Madama Butterfly tells the story of B.F. Pinkerton (Christopher Jackson) of the US Navy who on a whim purchases a 999-year lease on a home overlooking the harbor in Nagasaki, and works out a similar agreement with a marriage broker Goro (Matthew Surapine) for the young Cio-Cio-San (Shu-Ying Li), known as Butterfly. He does this because he knows he can break the contract at any time and he even as he prepares to marry Butterfly he toasts his future “real wife” from America. As loathsome and culturally insensitive as he is, Cio-Cio- San can’t help but fall in love with Pinkerton, and in a weird way the American Dream as she rebukes her family and Japanese culture. The second act is dedicated to Cio-Cio-San patiently awaiting Pinkerton’s return despite everyone she knows telling her that it is false hope. In the final act, Pinkerton does return — with his American wife. In the final insult, their only purpose is to take Cio-Cio-San’s sun Sorrow with them to America. Cio-Cio-San allows them to take her son, but takes her own life as well just before the curtain falls.

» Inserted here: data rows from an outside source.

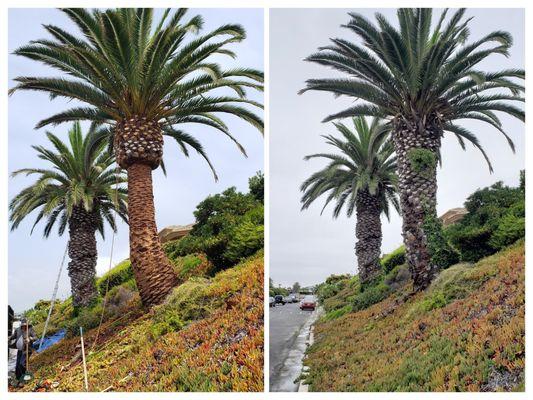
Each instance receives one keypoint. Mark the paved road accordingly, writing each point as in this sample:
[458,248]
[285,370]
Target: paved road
[288,332]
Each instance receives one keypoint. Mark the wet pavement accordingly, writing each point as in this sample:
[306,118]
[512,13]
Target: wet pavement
[289,330]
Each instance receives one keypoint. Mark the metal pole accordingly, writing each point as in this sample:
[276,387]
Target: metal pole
[54,295]
[83,359]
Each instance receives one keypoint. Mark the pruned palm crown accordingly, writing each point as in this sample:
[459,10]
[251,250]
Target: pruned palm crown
[126,68]
[416,74]
[364,163]
[82,176]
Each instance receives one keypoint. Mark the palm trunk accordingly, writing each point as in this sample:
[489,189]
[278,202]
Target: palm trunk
[82,252]
[154,275]
[139,148]
[417,183]
[368,233]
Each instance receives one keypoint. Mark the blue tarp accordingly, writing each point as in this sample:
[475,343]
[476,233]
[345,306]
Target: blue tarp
[49,340]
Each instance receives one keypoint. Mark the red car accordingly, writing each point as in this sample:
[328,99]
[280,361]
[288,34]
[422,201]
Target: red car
[308,303]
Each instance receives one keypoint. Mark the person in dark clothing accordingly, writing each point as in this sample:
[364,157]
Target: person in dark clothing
[22,339]
[10,319]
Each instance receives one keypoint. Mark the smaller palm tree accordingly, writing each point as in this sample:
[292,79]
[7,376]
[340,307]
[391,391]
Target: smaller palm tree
[82,191]
[362,178]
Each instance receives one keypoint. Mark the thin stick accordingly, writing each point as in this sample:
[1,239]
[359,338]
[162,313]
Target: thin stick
[54,295]
[27,346]
[83,359]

Critically, there are things that are hard to buy in this story. What makes Cio-Cio-San fall in love with Pinkerton? There seems to be no excuse for her foolishness even if she had few other options available to her due to her culture and gender. Yet, in a sense that is true to life. People are blinded by love, blinded by hope, and blinded by dreams. That is the real tragedy to me because love, hope, and dreams are three of the most positive qualities of humanity, and yet they can destroy us.
Leaving the theater we overheard a woman say “They should have killed him instead of her.” I wonder what the audience of Puccini’s time thought about Pinkerton’s moral choices. Puccini and his librettists certainly seem to want to make us understand Pinkerton’s remorse in the third act. Of course Pinkerton acts on that remorse by going off and moping on his own instead of, you know, actually speaking with the woman he impregenated and abandoned. Do pre-feminist audiences think this was good enough, even progressive for an American man? The mind boggles.
Musically, Madama Buttefly is full of beautiful, heart-wrenching melodies. Shu-Ying Li especially carries the show with her lyrical voice. The second act in particular has some of her best arias and a lovely intermezzo by the orchestra. Christopher Jackson is kind of stiff, but his stage time is actually overshadowed by supporting characters Suzuki (Keri Alkema) and Sharpless (Marco Nisticò). The characters provide the conscience and realism to counterbalance the leads, and their voices provide beautiful singing, albeit Alkema spends much of the performance laying on the floor weeping. I love how operas are cast by voice not by physical appearance so that the American Alkema plays a Japanese house servant and the Italian Nisticò plays an American Consul, adding the multicultural soup. Henry Titcomb as Sorrow doesn’t sing but provides a touching and charming performance as a typical little boy.
The staging and costumes are also great. I’ve seen so many productions lately that update the costumes to another place and time that it was nice to see them sticking to 1900-era Japanese and American fashions. I particularly liked that all the women in the wedding scene wore small American flags in their hair. In a great dramatic moment at the climax of the opera that may not be noticed by those without opera glasses, Cio-Cio-San removes the Star-Spangled Banner from Sorrow’s hand and replaces it with the Rising Sun. The stage is set simply but used effectively. A set of steps at the back of the stage represent the hill upon which Pinkerton’s house while sliding doors represent the walls. In Act II, Cio-Cio-San, Suzuki, and Sorrow spread a silk cloth and flower petals across the steps. The safety commissar in me cringes at the thought of the boy slipping down the steps, but visually the effect was beautiful.
For those keeping score, this was my fourth opera. I’m not the most cultured guy but I do enjoy the experience.